Nicht Spiel, nicht Fleisch

Go, Lara, go! In der Filmversion des Videospiels „Tomb Raider“ verbreitet Angelina Jolie die Tristesse des Pseudosynthetischen: Zwischen esoterischen Sternenformationen und Zaubersteinchen wird das Kino zum Abklatsch des Digitalen und lädt zu Bundesjugendspielen in ägypto-asiatischen Tempeln

von KATJA NICODEMUS

Schon merkwürdig, diese Marketingkampagne, die seit einer Woche aus den Endlosloops eines Making-off-Interviews besteht, in dem das freundliche bad girl immer und immer wieder beteuert, dass der Beginn der Dreharbeiten wie der Eintritt in die Army gewesen sei: Um die Heldin des erfolgreichsten Videospiels aller Zeiten zu verkörpern, durfte Angelina Jolie drei Monate lang keine Cocktails trinken, musste trainieren und auch ein bisschen schießen lernen.

In der naiv herausgeleierten Überbetonung von Drill und Körperlichkeit liegt schon die ganze Crux von „Tomb Raider – der Film“. Die Spielfigur Lara Croft hat ihn ja schon, den synthetischen Superbody, den man als User qua Konsole in dreidimensionalen Ebenen omnipotent verbiegen, zu kantig-eleganter Akrobatik und vor allem zum Ballern bringen kann.
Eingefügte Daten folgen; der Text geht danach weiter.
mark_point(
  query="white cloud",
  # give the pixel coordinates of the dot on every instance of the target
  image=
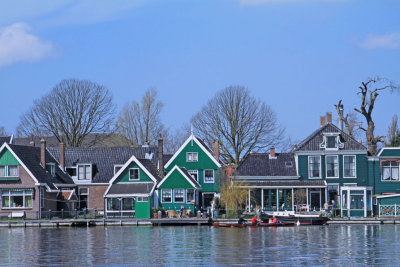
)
(386, 41)
(17, 44)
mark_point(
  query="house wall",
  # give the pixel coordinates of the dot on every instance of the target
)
(204, 163)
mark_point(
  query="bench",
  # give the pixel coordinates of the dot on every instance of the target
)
(17, 214)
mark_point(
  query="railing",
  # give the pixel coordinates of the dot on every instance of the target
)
(389, 210)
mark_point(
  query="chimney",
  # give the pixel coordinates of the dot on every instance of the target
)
(32, 142)
(340, 122)
(43, 152)
(160, 156)
(329, 117)
(216, 149)
(322, 120)
(272, 153)
(62, 156)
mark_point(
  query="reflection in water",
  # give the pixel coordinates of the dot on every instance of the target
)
(314, 245)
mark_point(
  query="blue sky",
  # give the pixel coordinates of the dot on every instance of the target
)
(299, 56)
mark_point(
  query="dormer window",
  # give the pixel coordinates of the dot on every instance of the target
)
(51, 168)
(331, 141)
(84, 171)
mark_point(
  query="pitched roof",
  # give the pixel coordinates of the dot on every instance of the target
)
(260, 164)
(30, 156)
(130, 188)
(104, 158)
(313, 141)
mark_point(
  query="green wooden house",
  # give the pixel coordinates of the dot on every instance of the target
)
(131, 190)
(331, 155)
(202, 164)
(177, 189)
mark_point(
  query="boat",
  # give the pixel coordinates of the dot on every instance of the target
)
(241, 225)
(298, 218)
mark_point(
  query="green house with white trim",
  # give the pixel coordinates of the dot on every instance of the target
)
(202, 164)
(131, 190)
(177, 189)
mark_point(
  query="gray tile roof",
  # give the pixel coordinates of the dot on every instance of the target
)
(104, 158)
(30, 156)
(289, 183)
(129, 189)
(190, 177)
(312, 142)
(259, 164)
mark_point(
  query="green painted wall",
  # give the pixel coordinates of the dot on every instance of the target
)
(6, 158)
(361, 170)
(143, 209)
(124, 176)
(176, 180)
(204, 163)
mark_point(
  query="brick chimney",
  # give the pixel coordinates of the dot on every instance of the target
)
(160, 155)
(322, 120)
(272, 153)
(216, 149)
(62, 156)
(328, 117)
(43, 152)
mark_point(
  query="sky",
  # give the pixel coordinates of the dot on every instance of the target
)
(298, 56)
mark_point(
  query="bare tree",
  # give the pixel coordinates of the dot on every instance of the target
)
(141, 122)
(72, 110)
(369, 91)
(392, 130)
(239, 122)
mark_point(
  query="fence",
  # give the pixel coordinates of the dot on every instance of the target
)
(389, 210)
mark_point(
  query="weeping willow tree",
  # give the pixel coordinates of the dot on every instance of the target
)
(233, 196)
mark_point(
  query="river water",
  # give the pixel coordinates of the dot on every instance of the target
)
(202, 245)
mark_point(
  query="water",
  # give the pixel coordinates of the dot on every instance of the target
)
(201, 245)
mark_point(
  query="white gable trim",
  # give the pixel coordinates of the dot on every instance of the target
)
(5, 145)
(132, 159)
(192, 138)
(184, 175)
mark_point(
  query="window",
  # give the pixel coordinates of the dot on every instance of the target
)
(349, 166)
(117, 168)
(314, 167)
(51, 168)
(134, 174)
(83, 198)
(142, 199)
(390, 171)
(194, 174)
(9, 171)
(209, 176)
(166, 195)
(85, 172)
(332, 168)
(179, 195)
(189, 195)
(21, 198)
(191, 156)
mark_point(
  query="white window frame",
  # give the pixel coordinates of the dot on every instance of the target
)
(355, 167)
(192, 154)
(84, 166)
(197, 174)
(183, 200)
(7, 171)
(162, 197)
(194, 196)
(308, 167)
(204, 176)
(390, 167)
(134, 179)
(117, 166)
(326, 167)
Als Lara 1994 vom knapp 30-jährigen britischen Software-Tüftler Adrian Smith im Keller seines Vaters entworfen wurde, waren die Vorgaben klar: Smith, nach eigenen Angaben genervt vom Macho-Gehabe der Slys und Terminators, entschied sich für die Kreation eines federnden Ego-Shooters mit Wespentaille und Melonenbrüsten. Geboren war die Gummipuppe mit Knarre, Pixel-Pin-up und Girlieheldin in einem, die sogar Emma zum ideologischen Eiertanz brachte: Bei einer so tollen neuen weiblichen Heldin müsse man die überdimensionierten Titten „als Tribut an die Männerwelt eben in Kauf nehmen“.

Dieser digitalen Kreuzung aus Judith Butlers Phallustheorien, einem Bulldozer und einer 0180-Sex-Nummer kann Frau Jolie, deren zweiter Vorname übrigens Oscarpreisträgerin lautet, eigentlich nur zwei brustwarzenlose Megamöpse und den immer leicht verspannten Schmollmund entgegenhalten. Auch wenn sie sich bei der Schatzsuche in indo-ägypto-asiatischen Tempeln so rührend bemüht wie wir damals bei den Bundesjugendspielen, auch wenn Jolies echter Vater Jon Voight als Lord Croft für dynastisches Flair sorgen soll, auch wenn es den Versuch gibt, den labyrinthischen Ebenen des Spiels so etwas wie eine Handlung abzutrotzen: Im Grunde ist „Tomb Raider“ die größte Volksverarschung seit langem. Ein gähnendes Nichts, zusammengehauen wie eine drittklassige Videoproduktion. Es geht um irgendeine eso-astrologische Sternenkonstellation, deren Herausforderungen auch noch deutlich unter dem Niveau der Spielstrategien liegen: Lara Croft muss eine Uhr zertrümmern und zwei magische Steinbröckchen zusammensetzen. Wie mit der Handkante dazwischengeschnitten, kommen ihr dabei ein paar mittelmäßig animierte Steinkolosse und ein düster dreinblickender David-Copperfield-Verschnitt in die Quere. Sex bleibt, vom inzestuös angehauchten Tochter-Vater-Verhältnis abgesehen, außen vor.

Interessanterweise wirken die filmischen Räume im Vergleich zu den in die Tiefe ausgefalteten Spielebenen geradezu platt. Laras Schloss, ein isländischer Todeskrater und die im globalen Dschungel verstreuten Schatzhöhlen verbreiten genauso wie Jolies leicht hölzerne Bewegungen die unendliche Tristesse des Pseudosynthetischen. Umgekehrt bekommt das Spiel durch seine Verfilmung die Qualität einer Wirklichkeit zweiter Ordnung.

Es hat schon eine schöne Ironie, dass Lara Croft erst als Leinwandfigur endgültig zum Konsummodul à la Baudrillard geworden ist, zum Simulacrum, das nicht mehr imitiert werden muss, weil es sowieso in gigantischem Ausmaß produziert wird. Film wird zur Simulation des Digitalen und eine Computerheldin zum ursprünglichen Wesen, das von einem Kinosternchen resorbiert wird: nicht Spiel, nicht Fleisch.

„Tomb Raider“. Regie: Simon West. Mit: Angelina Jolie, Jon Voight u. a., USA 2001, 100 Min.